The team compared the diagnosis accuracy of coronary artery disease using the non-corrected SPECT images—which are used in most places today—advanced hybrid SPECT/CT images, and new AI-corrected images in unseen data from centers never used in DeepAC training.  

They found that AI created images that were near the same quality and allow similar diagnostic accuracy as the ones obtained with more expensive scanners. 

In the second study, published in the Journal of American College of Cardiology: Cardiovascular Imaging, the team demonstrated that deep learning AI makes it possible to predict major adverse cardiac events, such as death and heart attacks, directly from SPECT images. 

Investigators trained the AI model using a large multinational database that included five different sites with over 20,000 patient scans. It included images depicting heart perfusion and motion for each patient.   

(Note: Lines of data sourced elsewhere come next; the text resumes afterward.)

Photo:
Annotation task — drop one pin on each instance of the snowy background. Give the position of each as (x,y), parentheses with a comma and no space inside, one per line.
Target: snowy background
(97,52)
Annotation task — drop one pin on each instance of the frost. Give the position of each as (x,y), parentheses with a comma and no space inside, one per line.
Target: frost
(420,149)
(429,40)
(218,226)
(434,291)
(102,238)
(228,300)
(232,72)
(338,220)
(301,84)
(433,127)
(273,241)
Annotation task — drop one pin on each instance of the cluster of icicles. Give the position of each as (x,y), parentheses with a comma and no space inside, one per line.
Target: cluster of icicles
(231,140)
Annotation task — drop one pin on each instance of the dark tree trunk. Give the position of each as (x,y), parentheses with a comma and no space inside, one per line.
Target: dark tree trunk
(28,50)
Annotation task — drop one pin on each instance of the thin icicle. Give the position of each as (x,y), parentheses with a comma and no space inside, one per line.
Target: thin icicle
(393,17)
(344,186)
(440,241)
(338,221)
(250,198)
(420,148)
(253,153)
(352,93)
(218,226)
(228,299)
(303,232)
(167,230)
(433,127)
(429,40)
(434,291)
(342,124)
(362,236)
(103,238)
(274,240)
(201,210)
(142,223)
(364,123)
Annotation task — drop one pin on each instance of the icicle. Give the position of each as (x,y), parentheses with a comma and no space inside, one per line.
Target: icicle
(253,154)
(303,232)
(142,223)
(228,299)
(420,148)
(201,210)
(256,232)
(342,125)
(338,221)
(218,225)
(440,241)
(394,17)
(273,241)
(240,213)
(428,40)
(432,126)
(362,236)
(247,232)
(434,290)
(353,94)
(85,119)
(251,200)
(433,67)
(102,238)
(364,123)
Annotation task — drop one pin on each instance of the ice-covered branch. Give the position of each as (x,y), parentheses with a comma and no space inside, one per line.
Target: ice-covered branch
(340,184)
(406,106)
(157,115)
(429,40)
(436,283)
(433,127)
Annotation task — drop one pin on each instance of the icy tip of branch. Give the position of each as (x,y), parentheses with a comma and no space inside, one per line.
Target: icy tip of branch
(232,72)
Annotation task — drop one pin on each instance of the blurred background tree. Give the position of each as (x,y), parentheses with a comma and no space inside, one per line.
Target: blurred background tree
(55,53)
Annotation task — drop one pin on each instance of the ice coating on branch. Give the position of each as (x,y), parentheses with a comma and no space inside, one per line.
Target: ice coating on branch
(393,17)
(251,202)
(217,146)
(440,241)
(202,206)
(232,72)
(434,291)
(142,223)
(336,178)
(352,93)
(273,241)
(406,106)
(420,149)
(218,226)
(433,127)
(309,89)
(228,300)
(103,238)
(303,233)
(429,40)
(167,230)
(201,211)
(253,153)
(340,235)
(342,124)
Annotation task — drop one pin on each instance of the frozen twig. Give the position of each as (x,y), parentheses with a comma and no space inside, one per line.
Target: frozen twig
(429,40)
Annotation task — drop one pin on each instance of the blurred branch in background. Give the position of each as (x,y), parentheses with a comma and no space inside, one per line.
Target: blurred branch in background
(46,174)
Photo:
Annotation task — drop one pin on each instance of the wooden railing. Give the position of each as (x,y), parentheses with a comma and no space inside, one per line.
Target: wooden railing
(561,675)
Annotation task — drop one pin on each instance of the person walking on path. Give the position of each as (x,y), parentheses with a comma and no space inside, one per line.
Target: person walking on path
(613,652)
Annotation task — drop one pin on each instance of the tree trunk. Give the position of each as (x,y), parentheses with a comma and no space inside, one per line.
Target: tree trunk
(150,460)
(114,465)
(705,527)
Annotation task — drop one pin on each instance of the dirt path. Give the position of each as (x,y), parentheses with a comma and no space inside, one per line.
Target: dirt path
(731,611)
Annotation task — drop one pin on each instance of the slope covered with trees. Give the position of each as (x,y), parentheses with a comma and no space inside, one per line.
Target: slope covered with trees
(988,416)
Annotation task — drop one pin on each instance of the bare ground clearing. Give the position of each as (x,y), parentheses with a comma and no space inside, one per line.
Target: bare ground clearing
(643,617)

The AI model incorporates visual explanations for the physicians, highlighting the images with the regions that are contributing to high risk of adverse events. 

The team then tested the AI model in two separate sites with over 9,000 scans. They found the deep learning model predicted patient risk more accurately than the software programs used currently in the clinic.   

The third study, published in the European Journal of Nuclear Medicine and Molecular Imaging, describes how to train an AI system to perform well in all applicable populations—not just the population the system was trained on. 

Some AI systems are trained using high-risk patient populations, which can cause systems to overestimate the disease probability. To ensure that the AI model works accurately for all patients and reduce any bias, Slomka and his team trained the AI system using simulated variations of patients. This process, called data augmentation, helps to better reflect the mix of patients expected to undergo the imaging tests.  

They found the models that were trained with a balanced mix of patients more accurately predicted the probability of coronary artery disease in women and low-risk patients, which can potentially lead to less invasive testing and more accurate diagnosis in women. 

The models also led to lower false positives, suggesting that the system can potentially reduce the number of tests the patient undergoes to rule out the disease.